In this study, misconceptions among teacher candidates regarding the greenhouse effect have been identified. These findings were determined through qualitative analyses conducted by both human experts and AI. Moreover, it was concluded that there is a promising level of agreement between the classifications made by AI classifiers and human experts, indicating significant accuracy/consistency. Therefore, our study has reached the conclusion that qualitative analyses can also be performed with AI classifiers. These results point to a promising future for NLP applications in education. This study has demonstrated the feasibility of using supervised AI to classify conceptual change. Evaluating qualitative data obtained from open-ended questions through AI offers significant advantages in terms of quality and time. Thus, this notion provides innovative opportunities for qualitative analyses.

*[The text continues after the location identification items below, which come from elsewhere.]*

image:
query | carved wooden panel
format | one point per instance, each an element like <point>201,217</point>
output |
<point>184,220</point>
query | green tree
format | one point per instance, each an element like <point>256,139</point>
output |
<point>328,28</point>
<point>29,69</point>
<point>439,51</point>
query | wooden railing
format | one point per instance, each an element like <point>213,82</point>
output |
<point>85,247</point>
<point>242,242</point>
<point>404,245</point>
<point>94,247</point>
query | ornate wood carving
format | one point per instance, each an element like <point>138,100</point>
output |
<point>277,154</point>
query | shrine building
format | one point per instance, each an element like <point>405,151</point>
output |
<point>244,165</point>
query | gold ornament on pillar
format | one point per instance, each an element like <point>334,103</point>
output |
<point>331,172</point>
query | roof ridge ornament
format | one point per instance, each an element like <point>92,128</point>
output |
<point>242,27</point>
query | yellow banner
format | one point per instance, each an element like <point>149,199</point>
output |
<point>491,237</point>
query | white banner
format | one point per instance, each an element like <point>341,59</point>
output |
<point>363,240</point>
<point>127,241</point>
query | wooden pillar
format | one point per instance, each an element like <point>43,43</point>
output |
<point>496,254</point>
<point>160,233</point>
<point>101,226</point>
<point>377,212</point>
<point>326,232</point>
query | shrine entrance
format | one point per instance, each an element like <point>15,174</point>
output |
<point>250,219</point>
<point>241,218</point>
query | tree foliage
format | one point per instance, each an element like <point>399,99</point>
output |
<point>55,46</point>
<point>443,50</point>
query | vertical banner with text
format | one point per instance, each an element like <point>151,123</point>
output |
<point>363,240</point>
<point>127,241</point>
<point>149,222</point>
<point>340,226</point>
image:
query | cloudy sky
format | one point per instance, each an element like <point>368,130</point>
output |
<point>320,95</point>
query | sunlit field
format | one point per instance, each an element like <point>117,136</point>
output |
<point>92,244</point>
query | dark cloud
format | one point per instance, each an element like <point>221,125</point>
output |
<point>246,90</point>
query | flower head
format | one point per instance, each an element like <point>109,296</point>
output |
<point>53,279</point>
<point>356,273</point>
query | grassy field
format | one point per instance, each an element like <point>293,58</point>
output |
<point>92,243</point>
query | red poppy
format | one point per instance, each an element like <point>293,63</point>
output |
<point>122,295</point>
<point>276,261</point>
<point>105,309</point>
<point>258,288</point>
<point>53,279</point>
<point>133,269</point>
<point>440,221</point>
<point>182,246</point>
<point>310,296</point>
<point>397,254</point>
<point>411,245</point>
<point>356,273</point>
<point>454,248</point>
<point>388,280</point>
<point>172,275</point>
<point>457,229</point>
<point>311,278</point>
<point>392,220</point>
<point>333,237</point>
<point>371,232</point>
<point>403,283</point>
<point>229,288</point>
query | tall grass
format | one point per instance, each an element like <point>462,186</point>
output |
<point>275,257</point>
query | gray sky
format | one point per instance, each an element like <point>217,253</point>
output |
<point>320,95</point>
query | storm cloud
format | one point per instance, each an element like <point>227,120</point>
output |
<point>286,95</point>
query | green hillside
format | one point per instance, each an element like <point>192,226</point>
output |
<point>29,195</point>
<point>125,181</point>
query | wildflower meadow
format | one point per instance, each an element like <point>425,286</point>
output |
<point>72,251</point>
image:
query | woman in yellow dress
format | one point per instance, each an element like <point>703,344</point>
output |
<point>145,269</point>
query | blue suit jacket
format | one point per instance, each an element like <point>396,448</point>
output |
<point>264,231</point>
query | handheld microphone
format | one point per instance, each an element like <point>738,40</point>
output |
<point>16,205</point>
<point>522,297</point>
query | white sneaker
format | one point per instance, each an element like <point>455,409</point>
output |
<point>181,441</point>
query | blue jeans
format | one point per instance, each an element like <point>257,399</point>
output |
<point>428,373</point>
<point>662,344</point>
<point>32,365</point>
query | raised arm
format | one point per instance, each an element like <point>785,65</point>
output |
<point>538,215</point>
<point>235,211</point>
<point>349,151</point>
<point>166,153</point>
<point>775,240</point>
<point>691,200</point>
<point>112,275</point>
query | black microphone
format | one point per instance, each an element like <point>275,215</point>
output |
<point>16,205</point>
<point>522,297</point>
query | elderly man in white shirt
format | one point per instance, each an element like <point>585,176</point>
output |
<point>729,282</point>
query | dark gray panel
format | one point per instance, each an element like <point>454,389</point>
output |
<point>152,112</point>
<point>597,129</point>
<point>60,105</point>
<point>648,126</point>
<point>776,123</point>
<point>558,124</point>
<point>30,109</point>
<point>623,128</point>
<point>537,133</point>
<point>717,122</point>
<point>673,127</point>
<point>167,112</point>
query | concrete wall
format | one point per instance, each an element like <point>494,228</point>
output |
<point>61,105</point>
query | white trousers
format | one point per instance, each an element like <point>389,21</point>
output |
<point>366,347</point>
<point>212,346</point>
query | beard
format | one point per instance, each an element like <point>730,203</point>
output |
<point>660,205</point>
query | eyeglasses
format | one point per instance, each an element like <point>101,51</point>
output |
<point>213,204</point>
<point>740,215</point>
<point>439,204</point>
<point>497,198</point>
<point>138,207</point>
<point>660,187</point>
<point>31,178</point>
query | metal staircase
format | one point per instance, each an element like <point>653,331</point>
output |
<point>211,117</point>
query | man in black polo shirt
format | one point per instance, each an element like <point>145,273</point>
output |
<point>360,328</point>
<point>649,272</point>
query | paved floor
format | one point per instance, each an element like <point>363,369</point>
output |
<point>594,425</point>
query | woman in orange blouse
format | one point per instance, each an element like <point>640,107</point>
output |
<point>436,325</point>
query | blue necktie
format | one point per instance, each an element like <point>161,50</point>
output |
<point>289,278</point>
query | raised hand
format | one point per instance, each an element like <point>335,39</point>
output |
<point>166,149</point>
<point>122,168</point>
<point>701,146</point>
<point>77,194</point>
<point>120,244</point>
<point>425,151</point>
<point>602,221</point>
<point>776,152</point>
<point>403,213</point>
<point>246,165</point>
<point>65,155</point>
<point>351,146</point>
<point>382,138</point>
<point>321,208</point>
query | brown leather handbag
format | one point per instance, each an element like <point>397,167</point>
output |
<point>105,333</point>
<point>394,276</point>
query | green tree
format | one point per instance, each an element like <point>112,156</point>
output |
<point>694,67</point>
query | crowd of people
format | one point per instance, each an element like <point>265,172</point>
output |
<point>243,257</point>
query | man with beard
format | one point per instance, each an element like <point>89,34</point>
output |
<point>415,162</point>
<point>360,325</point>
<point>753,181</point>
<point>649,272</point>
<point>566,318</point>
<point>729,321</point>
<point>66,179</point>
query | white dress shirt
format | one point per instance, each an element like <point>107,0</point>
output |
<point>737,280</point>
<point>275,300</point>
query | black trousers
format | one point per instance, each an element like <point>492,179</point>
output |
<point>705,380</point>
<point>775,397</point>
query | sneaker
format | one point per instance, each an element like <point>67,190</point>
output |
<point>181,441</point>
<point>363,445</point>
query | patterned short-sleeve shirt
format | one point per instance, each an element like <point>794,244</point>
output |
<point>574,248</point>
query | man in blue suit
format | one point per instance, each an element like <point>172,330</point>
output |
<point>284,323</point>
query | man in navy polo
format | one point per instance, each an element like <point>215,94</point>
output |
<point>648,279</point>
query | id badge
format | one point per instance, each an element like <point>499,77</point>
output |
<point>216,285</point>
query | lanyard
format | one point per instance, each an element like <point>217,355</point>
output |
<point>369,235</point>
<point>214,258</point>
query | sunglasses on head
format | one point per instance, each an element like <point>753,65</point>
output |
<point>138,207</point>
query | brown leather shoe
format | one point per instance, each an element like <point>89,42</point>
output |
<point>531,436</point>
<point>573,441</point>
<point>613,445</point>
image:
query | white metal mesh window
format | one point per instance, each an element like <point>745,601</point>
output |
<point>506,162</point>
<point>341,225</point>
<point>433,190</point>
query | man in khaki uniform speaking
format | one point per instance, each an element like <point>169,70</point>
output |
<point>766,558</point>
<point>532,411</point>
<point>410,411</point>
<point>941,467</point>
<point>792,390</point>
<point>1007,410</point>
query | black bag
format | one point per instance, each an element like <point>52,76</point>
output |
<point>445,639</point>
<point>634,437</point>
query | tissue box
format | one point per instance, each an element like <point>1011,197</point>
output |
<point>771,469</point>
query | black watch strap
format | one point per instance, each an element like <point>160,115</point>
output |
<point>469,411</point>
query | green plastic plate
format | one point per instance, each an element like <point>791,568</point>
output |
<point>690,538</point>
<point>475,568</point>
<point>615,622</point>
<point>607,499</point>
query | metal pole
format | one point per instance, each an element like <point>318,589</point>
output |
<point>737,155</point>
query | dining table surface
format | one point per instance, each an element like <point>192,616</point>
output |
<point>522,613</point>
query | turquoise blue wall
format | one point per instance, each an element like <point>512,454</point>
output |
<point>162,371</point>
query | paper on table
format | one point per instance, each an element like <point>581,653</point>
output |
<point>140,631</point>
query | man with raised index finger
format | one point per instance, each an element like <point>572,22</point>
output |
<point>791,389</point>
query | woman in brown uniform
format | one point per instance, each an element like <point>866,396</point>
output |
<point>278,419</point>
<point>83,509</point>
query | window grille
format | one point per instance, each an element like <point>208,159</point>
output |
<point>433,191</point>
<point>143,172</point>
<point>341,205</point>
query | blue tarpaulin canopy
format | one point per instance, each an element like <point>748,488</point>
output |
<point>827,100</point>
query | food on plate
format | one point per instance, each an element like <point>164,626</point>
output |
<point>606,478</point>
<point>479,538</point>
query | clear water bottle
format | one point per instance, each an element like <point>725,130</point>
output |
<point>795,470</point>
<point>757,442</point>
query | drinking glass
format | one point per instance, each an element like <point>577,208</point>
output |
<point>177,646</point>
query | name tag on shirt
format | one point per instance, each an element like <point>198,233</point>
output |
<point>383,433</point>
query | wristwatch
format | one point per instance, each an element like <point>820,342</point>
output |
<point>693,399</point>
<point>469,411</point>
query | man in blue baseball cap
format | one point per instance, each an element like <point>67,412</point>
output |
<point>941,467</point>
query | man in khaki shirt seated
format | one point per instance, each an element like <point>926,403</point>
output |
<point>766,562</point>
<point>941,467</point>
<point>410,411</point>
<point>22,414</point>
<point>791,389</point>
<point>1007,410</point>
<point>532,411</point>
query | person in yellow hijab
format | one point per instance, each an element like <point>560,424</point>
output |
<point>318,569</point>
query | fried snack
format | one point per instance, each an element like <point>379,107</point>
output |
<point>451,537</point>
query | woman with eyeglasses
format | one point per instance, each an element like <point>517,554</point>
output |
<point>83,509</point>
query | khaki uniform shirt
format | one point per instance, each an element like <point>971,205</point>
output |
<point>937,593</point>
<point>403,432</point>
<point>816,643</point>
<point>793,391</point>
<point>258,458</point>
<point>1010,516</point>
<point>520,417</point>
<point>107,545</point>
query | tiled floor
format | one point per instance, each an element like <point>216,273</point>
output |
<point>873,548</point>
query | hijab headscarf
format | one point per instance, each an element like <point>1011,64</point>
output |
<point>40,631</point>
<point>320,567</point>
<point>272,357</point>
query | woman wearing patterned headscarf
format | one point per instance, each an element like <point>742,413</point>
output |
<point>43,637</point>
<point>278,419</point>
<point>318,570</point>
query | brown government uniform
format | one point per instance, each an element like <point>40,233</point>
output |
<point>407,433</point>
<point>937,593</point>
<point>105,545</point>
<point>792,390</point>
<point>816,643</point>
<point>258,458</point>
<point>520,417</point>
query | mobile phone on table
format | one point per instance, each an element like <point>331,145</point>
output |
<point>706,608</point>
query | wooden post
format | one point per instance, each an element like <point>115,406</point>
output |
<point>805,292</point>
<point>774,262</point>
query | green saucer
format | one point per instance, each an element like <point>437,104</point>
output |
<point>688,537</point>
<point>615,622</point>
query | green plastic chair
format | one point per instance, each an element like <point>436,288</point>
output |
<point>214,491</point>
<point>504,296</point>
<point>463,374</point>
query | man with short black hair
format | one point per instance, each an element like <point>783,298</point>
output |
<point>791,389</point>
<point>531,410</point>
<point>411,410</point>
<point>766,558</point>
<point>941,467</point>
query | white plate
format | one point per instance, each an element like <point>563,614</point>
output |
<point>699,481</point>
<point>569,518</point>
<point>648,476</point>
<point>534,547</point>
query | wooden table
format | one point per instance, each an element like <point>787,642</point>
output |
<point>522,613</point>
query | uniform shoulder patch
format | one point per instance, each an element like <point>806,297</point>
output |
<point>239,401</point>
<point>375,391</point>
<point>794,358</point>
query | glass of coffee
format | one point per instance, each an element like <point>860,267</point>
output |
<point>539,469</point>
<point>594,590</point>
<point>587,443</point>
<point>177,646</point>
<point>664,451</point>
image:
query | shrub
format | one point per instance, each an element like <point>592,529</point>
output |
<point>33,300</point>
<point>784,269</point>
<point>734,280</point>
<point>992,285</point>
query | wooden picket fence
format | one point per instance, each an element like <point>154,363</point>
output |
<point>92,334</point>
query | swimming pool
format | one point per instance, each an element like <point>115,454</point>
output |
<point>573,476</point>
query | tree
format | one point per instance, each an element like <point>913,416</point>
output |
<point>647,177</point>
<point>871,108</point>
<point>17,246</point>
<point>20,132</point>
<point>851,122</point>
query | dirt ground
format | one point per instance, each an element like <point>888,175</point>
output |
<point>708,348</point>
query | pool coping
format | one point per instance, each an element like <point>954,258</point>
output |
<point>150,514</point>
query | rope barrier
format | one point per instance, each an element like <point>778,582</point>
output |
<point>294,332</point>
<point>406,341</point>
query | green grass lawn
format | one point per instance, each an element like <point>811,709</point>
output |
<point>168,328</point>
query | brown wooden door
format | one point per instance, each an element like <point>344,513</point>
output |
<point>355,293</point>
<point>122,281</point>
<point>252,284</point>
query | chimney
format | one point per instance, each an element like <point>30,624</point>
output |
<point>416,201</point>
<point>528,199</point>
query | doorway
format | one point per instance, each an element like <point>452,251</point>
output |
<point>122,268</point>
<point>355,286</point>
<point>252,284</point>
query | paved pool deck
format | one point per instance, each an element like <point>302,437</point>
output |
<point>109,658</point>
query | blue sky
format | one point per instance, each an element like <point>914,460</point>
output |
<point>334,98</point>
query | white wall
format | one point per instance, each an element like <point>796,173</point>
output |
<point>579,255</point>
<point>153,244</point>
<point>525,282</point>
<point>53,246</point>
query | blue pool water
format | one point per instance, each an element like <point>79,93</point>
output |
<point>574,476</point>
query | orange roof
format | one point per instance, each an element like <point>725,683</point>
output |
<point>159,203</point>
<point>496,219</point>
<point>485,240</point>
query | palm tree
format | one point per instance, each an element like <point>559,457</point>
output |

This study presents new findings in Turkey by using AI methods to analyze teacher candidates’ misconceptions about greenhouse effect. It is anticipated that the ability to predict misconceptions using AI algorithms will bring a different dimension to both the research and education communities. The limited existing studies in the literature and the findings of this research indicate that the NLP method provides successful and reliable results. This study serves as an example demonstrating that it is possible to predict teacher candidates’ conceptual understandings using AI.

6.2 Limitations and future work

In the context of AI applications in education, the potential bias is associated with the reliability of the AI results. This study can address this bias through a comparison between human experts and AI, along with kappa (κ) value results. Additionally, supervised learning, which involves two domain experts labelling the data, enhances the reliability of the results obtained from AI. Another approach to mitigate potential bias in AI applications is the implementation of Ensemble models, which increase the reliability of the study. This study focuses on AI applications in education. In this context, the applicability of the study is limited to the concept of greenhouse effect and science teacher candidates. Furthermore, when examining the research findings, the main reason for the accuracy values detected by AI algorithms being lower than the predicted value is thought to be due to the small number of words in the sentences written by teacher candidates, which prevents the AI models from fully learning from the dataset. This result constitutes a limitation of the study. However, this insight may provide an advantage for researchers preparing to work on similar topics. In order to achieve a more consistent result in the dataset to be created, it would be advisable to increase the number of words in each line and to include longer sentences in the dataset.

This study, limited to qualitative data related to the greenhouse effect concept, aims to detect misconceptions using AI. Therefore, AI applications can be preferred for research topics such as conceptual change, misconceptions, perceptions of a situation, and awareness in various disciplines. In this regard, the study will lead other researchers in creating innovative opportunities for qualitative data analysis. Additionally, this study may shed light on future studies aimed at identifying different misconceptions about science subjects. Designed to support teachers, AI can assess whether particular students need additional instruction on a particular subject using criteria such as how much time students spend on an activity, the number of correct answers, and the number of attempts.